Other highlights here include the warm and hook-heavy adult-contemporary up-tempo R&B of “Give It Up,” a rare lead-vocal turn from Mark, and “Single Heart,” a duet between El and Bunny that hails from the film D.C. Cab and is both written and produced by the legendary Giorgio Moroder (best known for his extensive work with Donna Summer and Irene Cara, in addition to co-writing and producing Blondie’s “Call Me.”) The album’s entire first side is rather hook-loaded, in fact, and the disc only falls flat midway through its second side, owing to the mildly-awkward dance tune “The Walls (Came Tumbling Down)” and the lovely-but-redundant “Share My World,” which had already appeared in identical form on The DeBarges. But that momentary lull is quickly made up for by the title cut, which ends the disc on as winning a note as one could wish for.
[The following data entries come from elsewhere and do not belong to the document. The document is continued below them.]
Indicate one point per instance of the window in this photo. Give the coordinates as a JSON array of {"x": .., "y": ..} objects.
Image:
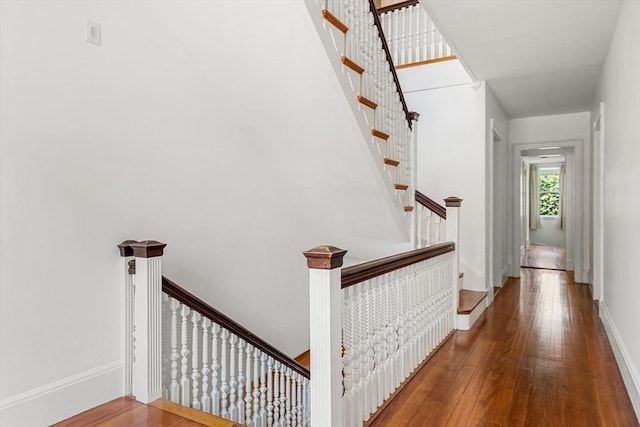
[{"x": 549, "y": 186}]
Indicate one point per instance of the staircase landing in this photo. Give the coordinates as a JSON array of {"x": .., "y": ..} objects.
[
  {"x": 471, "y": 304},
  {"x": 126, "y": 412}
]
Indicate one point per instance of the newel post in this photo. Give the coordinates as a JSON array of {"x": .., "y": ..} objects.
[
  {"x": 126, "y": 254},
  {"x": 325, "y": 299},
  {"x": 413, "y": 150},
  {"x": 147, "y": 367},
  {"x": 453, "y": 204}
]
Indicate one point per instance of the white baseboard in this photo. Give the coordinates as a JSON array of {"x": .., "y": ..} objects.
[
  {"x": 464, "y": 322},
  {"x": 61, "y": 399},
  {"x": 625, "y": 364}
]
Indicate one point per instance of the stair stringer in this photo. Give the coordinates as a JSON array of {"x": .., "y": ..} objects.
[{"x": 330, "y": 37}]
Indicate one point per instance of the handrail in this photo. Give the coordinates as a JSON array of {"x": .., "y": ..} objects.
[
  {"x": 395, "y": 6},
  {"x": 431, "y": 204},
  {"x": 392, "y": 68},
  {"x": 368, "y": 270},
  {"x": 177, "y": 292}
]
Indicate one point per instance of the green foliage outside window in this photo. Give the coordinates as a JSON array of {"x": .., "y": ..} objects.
[{"x": 549, "y": 194}]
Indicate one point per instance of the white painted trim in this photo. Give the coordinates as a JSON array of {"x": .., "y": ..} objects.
[
  {"x": 464, "y": 322},
  {"x": 61, "y": 399},
  {"x": 627, "y": 369}
]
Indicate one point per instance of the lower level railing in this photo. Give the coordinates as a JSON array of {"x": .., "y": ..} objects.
[
  {"x": 190, "y": 353},
  {"x": 373, "y": 324}
]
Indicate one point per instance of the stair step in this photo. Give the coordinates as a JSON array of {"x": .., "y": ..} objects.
[
  {"x": 330, "y": 18},
  {"x": 468, "y": 300},
  {"x": 193, "y": 414},
  {"x": 304, "y": 359},
  {"x": 366, "y": 101},
  {"x": 379, "y": 134},
  {"x": 349, "y": 63}
]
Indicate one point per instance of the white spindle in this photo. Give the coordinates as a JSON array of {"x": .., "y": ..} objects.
[
  {"x": 206, "y": 371},
  {"x": 233, "y": 378},
  {"x": 185, "y": 383},
  {"x": 215, "y": 367},
  {"x": 174, "y": 387},
  {"x": 240, "y": 385},
  {"x": 195, "y": 360},
  {"x": 224, "y": 373}
]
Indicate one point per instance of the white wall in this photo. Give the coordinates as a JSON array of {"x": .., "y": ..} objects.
[
  {"x": 451, "y": 152},
  {"x": 190, "y": 124},
  {"x": 565, "y": 130},
  {"x": 620, "y": 91},
  {"x": 497, "y": 176}
]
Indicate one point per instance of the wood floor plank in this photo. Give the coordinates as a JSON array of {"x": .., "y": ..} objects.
[{"x": 537, "y": 357}]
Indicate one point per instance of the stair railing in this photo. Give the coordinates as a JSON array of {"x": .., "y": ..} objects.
[
  {"x": 412, "y": 36},
  {"x": 191, "y": 354},
  {"x": 430, "y": 221},
  {"x": 373, "y": 325},
  {"x": 352, "y": 32}
]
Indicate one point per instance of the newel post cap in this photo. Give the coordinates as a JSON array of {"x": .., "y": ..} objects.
[
  {"x": 125, "y": 247},
  {"x": 453, "y": 202},
  {"x": 324, "y": 257},
  {"x": 148, "y": 249}
]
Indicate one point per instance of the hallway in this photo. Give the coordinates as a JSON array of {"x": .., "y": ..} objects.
[{"x": 537, "y": 357}]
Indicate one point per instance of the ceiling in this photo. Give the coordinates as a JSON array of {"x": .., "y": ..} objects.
[{"x": 539, "y": 57}]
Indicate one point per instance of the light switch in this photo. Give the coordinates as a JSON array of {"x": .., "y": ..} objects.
[{"x": 93, "y": 32}]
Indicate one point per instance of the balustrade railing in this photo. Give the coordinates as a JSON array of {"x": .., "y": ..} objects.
[
  {"x": 430, "y": 221},
  {"x": 191, "y": 354},
  {"x": 372, "y": 83},
  {"x": 412, "y": 36},
  {"x": 373, "y": 325}
]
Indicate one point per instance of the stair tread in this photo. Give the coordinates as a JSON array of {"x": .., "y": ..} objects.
[
  {"x": 379, "y": 134},
  {"x": 193, "y": 414},
  {"x": 468, "y": 300},
  {"x": 304, "y": 359},
  {"x": 333, "y": 20},
  {"x": 366, "y": 101}
]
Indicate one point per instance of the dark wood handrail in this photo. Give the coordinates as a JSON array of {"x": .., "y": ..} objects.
[
  {"x": 369, "y": 270},
  {"x": 395, "y": 6},
  {"x": 392, "y": 68},
  {"x": 431, "y": 204},
  {"x": 195, "y": 303}
]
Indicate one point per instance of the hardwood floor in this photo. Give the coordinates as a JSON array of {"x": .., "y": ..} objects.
[
  {"x": 127, "y": 412},
  {"x": 546, "y": 257},
  {"x": 537, "y": 357}
]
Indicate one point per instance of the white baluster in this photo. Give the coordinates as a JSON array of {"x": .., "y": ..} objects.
[
  {"x": 257, "y": 379},
  {"x": 287, "y": 393},
  {"x": 166, "y": 346},
  {"x": 266, "y": 389},
  {"x": 195, "y": 360},
  {"x": 174, "y": 387},
  {"x": 276, "y": 394},
  {"x": 215, "y": 366},
  {"x": 248, "y": 398},
  {"x": 185, "y": 383},
  {"x": 206, "y": 396},
  {"x": 241, "y": 379},
  {"x": 224, "y": 386},
  {"x": 233, "y": 379}
]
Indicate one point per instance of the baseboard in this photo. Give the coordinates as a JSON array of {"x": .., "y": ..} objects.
[
  {"x": 61, "y": 399},
  {"x": 464, "y": 322},
  {"x": 627, "y": 369}
]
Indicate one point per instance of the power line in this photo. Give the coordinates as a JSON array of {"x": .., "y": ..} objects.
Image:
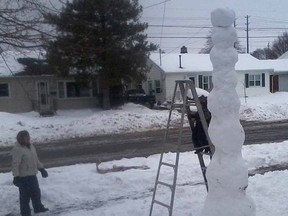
[
  {"x": 205, "y": 37},
  {"x": 153, "y": 5}
]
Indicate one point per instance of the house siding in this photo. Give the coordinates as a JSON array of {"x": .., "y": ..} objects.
[
  {"x": 23, "y": 96},
  {"x": 77, "y": 103},
  {"x": 252, "y": 91},
  {"x": 283, "y": 82}
]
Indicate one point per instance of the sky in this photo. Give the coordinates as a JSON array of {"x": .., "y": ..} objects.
[{"x": 190, "y": 19}]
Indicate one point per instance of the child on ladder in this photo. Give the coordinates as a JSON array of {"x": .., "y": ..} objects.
[{"x": 199, "y": 137}]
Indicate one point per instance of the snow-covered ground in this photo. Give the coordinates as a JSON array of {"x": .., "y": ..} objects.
[
  {"x": 129, "y": 118},
  {"x": 80, "y": 190}
]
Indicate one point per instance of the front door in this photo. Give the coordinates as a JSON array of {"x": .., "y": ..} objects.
[{"x": 43, "y": 96}]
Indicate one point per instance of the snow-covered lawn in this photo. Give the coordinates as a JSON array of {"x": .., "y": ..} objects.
[
  {"x": 80, "y": 190},
  {"x": 129, "y": 118}
]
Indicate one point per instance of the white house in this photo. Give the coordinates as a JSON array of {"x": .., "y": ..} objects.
[{"x": 253, "y": 74}]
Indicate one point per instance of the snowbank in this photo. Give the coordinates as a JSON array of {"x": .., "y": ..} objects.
[
  {"x": 128, "y": 118},
  {"x": 80, "y": 190}
]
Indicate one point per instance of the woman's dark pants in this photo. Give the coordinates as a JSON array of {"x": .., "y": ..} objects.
[{"x": 29, "y": 189}]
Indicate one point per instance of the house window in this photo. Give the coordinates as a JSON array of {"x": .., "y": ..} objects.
[
  {"x": 4, "y": 90},
  {"x": 254, "y": 80},
  {"x": 157, "y": 86},
  {"x": 75, "y": 90},
  {"x": 150, "y": 87},
  {"x": 192, "y": 79},
  {"x": 95, "y": 87},
  {"x": 71, "y": 89},
  {"x": 61, "y": 90},
  {"x": 205, "y": 82}
]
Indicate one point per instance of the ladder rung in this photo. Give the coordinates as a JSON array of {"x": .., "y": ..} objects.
[
  {"x": 162, "y": 204},
  {"x": 165, "y": 184},
  {"x": 167, "y": 164}
]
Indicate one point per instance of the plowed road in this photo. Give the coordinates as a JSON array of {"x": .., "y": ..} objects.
[{"x": 111, "y": 147}]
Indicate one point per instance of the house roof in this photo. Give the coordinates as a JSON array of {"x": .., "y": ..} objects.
[
  {"x": 284, "y": 55},
  {"x": 9, "y": 65},
  {"x": 201, "y": 63}
]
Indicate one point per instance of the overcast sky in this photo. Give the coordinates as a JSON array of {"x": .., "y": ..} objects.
[{"x": 186, "y": 22}]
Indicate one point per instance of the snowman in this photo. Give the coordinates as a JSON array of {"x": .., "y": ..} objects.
[{"x": 227, "y": 173}]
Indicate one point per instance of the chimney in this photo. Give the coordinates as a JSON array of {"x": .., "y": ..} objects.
[
  {"x": 183, "y": 50},
  {"x": 180, "y": 61}
]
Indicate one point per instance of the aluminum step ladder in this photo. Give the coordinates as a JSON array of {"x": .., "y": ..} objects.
[{"x": 184, "y": 106}]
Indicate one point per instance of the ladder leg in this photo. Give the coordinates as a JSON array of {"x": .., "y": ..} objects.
[
  {"x": 155, "y": 186},
  {"x": 203, "y": 168}
]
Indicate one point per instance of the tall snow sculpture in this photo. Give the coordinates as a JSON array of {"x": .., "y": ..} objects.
[{"x": 227, "y": 173}]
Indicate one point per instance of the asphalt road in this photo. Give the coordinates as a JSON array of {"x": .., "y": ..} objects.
[{"x": 112, "y": 147}]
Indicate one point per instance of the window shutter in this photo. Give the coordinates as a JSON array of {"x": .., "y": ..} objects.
[
  {"x": 263, "y": 79},
  {"x": 247, "y": 80},
  {"x": 200, "y": 81}
]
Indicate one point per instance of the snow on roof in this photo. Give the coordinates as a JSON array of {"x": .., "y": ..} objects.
[
  {"x": 170, "y": 63},
  {"x": 8, "y": 61},
  {"x": 279, "y": 65}
]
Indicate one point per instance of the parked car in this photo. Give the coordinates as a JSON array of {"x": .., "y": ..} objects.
[{"x": 139, "y": 96}]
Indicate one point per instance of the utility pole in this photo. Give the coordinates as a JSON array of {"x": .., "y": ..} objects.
[
  {"x": 247, "y": 32},
  {"x": 235, "y": 27}
]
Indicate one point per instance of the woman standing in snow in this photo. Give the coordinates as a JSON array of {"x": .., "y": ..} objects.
[{"x": 25, "y": 165}]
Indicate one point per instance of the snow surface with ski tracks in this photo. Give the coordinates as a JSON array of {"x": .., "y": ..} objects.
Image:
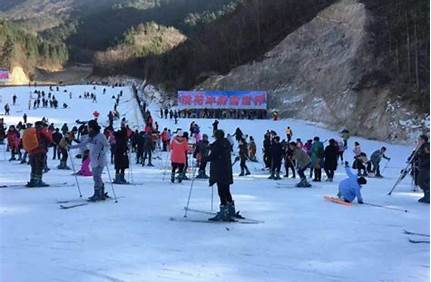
[{"x": 144, "y": 237}]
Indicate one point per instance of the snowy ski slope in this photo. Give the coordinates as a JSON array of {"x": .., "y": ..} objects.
[{"x": 303, "y": 237}]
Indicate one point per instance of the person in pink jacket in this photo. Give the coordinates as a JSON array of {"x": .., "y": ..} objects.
[
  {"x": 85, "y": 165},
  {"x": 179, "y": 148}
]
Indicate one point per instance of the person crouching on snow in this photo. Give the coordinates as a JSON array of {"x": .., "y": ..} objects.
[
  {"x": 303, "y": 161},
  {"x": 98, "y": 148},
  {"x": 85, "y": 165},
  {"x": 179, "y": 148},
  {"x": 350, "y": 188},
  {"x": 221, "y": 174}
]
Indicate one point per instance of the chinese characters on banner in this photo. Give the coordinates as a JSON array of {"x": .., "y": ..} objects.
[
  {"x": 222, "y": 100},
  {"x": 4, "y": 74}
]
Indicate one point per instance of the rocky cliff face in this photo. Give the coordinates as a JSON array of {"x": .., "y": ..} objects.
[{"x": 326, "y": 72}]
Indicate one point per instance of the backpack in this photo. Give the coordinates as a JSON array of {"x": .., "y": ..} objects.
[{"x": 30, "y": 140}]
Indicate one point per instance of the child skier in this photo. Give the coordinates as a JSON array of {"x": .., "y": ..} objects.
[
  {"x": 98, "y": 148},
  {"x": 350, "y": 188}
]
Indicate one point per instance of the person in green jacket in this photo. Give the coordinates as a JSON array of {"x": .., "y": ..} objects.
[{"x": 317, "y": 152}]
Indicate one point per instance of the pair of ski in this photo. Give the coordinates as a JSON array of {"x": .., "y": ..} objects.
[
  {"x": 70, "y": 204},
  {"x": 417, "y": 234},
  {"x": 289, "y": 185},
  {"x": 24, "y": 186},
  {"x": 238, "y": 219}
]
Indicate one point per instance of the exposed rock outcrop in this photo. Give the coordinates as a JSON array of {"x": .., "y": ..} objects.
[{"x": 325, "y": 71}]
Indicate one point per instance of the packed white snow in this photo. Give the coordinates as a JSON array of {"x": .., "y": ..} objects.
[{"x": 303, "y": 237}]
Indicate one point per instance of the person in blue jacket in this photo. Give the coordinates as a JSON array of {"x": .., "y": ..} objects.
[{"x": 350, "y": 188}]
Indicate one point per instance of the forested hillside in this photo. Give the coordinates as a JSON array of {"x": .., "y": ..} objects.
[{"x": 18, "y": 48}]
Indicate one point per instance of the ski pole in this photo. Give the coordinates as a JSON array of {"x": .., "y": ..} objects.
[
  {"x": 385, "y": 207},
  {"x": 212, "y": 198},
  {"x": 74, "y": 173},
  {"x": 112, "y": 184},
  {"x": 386, "y": 165},
  {"x": 131, "y": 180},
  {"x": 190, "y": 192},
  {"x": 165, "y": 167}
]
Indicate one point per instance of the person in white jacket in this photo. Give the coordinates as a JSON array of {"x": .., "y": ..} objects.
[{"x": 98, "y": 146}]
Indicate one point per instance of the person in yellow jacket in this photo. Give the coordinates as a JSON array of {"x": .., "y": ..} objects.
[
  {"x": 64, "y": 144},
  {"x": 289, "y": 134}
]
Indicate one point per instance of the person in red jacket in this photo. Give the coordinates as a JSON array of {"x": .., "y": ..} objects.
[
  {"x": 179, "y": 147},
  {"x": 13, "y": 142},
  {"x": 38, "y": 155}
]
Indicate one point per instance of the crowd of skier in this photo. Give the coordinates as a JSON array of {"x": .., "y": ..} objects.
[{"x": 31, "y": 144}]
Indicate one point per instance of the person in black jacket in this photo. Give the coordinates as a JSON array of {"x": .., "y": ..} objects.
[
  {"x": 423, "y": 160},
  {"x": 56, "y": 138},
  {"x": 330, "y": 159},
  {"x": 267, "y": 150},
  {"x": 139, "y": 139},
  {"x": 288, "y": 160},
  {"x": 276, "y": 157},
  {"x": 221, "y": 174},
  {"x": 121, "y": 158},
  {"x": 243, "y": 156},
  {"x": 148, "y": 149},
  {"x": 215, "y": 126},
  {"x": 201, "y": 153}
]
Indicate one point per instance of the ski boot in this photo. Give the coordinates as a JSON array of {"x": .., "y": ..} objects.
[
  {"x": 222, "y": 215},
  {"x": 426, "y": 198},
  {"x": 117, "y": 179},
  {"x": 99, "y": 195},
  {"x": 200, "y": 175},
  {"x": 123, "y": 179},
  {"x": 180, "y": 177},
  {"x": 232, "y": 213},
  {"x": 303, "y": 183},
  {"x": 32, "y": 183},
  {"x": 42, "y": 184}
]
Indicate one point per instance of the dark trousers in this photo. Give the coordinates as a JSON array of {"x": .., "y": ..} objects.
[
  {"x": 318, "y": 174},
  {"x": 276, "y": 166},
  {"x": 289, "y": 164},
  {"x": 267, "y": 160},
  {"x": 139, "y": 156},
  {"x": 375, "y": 167},
  {"x": 177, "y": 166},
  {"x": 329, "y": 173},
  {"x": 147, "y": 153},
  {"x": 224, "y": 193},
  {"x": 202, "y": 166},
  {"x": 301, "y": 171},
  {"x": 242, "y": 164},
  {"x": 56, "y": 152},
  {"x": 64, "y": 155},
  {"x": 37, "y": 163}
]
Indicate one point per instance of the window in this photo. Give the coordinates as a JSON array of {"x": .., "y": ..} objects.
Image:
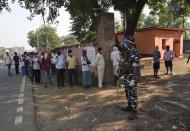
[{"x": 163, "y": 44}]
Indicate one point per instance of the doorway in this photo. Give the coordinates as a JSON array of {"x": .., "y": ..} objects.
[{"x": 176, "y": 47}]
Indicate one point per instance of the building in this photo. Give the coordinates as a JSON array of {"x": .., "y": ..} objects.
[{"x": 147, "y": 38}]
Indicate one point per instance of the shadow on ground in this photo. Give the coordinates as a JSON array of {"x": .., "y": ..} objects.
[{"x": 164, "y": 104}]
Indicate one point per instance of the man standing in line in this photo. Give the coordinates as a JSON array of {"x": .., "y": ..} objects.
[
  {"x": 168, "y": 57},
  {"x": 131, "y": 65},
  {"x": 115, "y": 58},
  {"x": 60, "y": 69},
  {"x": 156, "y": 61},
  {"x": 72, "y": 68},
  {"x": 8, "y": 62},
  {"x": 46, "y": 67},
  {"x": 16, "y": 61},
  {"x": 100, "y": 64}
]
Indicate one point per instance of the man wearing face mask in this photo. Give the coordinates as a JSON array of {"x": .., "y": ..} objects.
[
  {"x": 72, "y": 68},
  {"x": 46, "y": 67}
]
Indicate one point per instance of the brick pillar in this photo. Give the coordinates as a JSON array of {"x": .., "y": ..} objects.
[{"x": 106, "y": 40}]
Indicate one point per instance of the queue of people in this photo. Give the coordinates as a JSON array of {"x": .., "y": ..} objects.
[{"x": 39, "y": 65}]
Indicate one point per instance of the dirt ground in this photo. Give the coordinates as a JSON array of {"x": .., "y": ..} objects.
[{"x": 163, "y": 105}]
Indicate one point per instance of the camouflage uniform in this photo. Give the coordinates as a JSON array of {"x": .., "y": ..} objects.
[{"x": 131, "y": 58}]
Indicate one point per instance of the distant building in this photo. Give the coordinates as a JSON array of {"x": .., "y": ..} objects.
[
  {"x": 12, "y": 50},
  {"x": 2, "y": 52},
  {"x": 147, "y": 38}
]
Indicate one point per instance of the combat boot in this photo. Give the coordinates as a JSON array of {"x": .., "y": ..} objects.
[
  {"x": 126, "y": 108},
  {"x": 133, "y": 116}
]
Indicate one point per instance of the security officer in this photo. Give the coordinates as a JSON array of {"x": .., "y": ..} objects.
[{"x": 131, "y": 64}]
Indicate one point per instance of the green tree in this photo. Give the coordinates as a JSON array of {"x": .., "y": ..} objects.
[
  {"x": 141, "y": 21},
  {"x": 83, "y": 12},
  {"x": 38, "y": 38},
  {"x": 118, "y": 27},
  {"x": 150, "y": 21}
]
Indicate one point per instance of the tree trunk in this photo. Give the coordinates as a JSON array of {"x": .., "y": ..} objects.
[{"x": 133, "y": 17}]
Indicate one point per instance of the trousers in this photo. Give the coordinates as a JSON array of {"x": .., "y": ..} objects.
[
  {"x": 60, "y": 77},
  {"x": 131, "y": 93},
  {"x": 100, "y": 77}
]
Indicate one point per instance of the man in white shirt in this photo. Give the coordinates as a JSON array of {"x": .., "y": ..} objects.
[
  {"x": 8, "y": 62},
  {"x": 60, "y": 65},
  {"x": 115, "y": 58},
  {"x": 168, "y": 57},
  {"x": 100, "y": 64}
]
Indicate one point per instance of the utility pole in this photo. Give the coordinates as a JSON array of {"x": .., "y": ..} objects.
[
  {"x": 38, "y": 48},
  {"x": 45, "y": 31}
]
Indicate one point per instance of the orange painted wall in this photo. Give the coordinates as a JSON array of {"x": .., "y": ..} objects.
[{"x": 146, "y": 40}]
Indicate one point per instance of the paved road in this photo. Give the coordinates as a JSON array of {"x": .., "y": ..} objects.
[{"x": 16, "y": 105}]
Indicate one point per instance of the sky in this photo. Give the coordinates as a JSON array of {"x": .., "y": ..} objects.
[{"x": 14, "y": 26}]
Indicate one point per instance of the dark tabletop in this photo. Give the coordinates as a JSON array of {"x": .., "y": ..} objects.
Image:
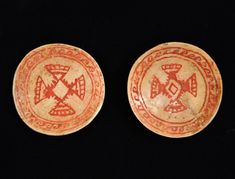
[{"x": 116, "y": 144}]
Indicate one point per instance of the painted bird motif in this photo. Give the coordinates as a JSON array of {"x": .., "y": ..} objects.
[{"x": 173, "y": 88}]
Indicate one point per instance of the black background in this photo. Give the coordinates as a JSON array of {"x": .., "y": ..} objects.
[{"x": 115, "y": 144}]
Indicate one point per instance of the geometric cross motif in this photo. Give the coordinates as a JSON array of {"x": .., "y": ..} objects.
[
  {"x": 60, "y": 89},
  {"x": 173, "y": 88}
]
And then … just like that, the family’s reign come to a sudden end. El’s solo career got off to a monster start with the Top Ten pop success of the oft-forgotten “Who’s Johnny,” the theme song to the big-screen comedy Short Circuit, but his little subsequent success was exclusively confined to the R&B charts after that and only his featured credit as one of the all-star lead vocalists on the Quincy Jones single “The Secret Garden (Sweet Seduction Suite)” – Barry White, Al B. Sure!, and James Ingram are the other three vocalists on the cut – prevents him from being a one-hit-wonder on the pop charts as a solo artist. With El – as well as sister Bunny, who had similarly followed El’s lead and gone solo – no longer in the group, DeBarge attempted to carry on as a quartet with brother Bobby replacing his two departed younger siblings, but the group’s next – and, as it would turn out, final – album, 1987’s Bad Boys, was a commercial bomb, and both Bobby and Chico ended up getting arrested the following year for drug trafficking, the two remaining brothers in the band consequently deciding to call it a day. But in 2009, James’ lovely and talented daughter Kristinia would bring the family name back to the forefront after signing a deal with Island/Def Jam and scoring a much-deserved Top Twenty pop hit with the fun, bubbly teen-pop of “Goodbye,” which fused the chorus of Steam’s enduring Number One hit “Na Na Hey Hey Kiss Him Goodbye” to a feisty stomping beat, while her famous uncle El would resurface the following year with his first solo album in sixteen years, the critically-lauded Second Chance, and just as unexpectedly pop up in cameo form on Saturday Night Live in 2016 performing alongside Kanye West for the song “Highlights.”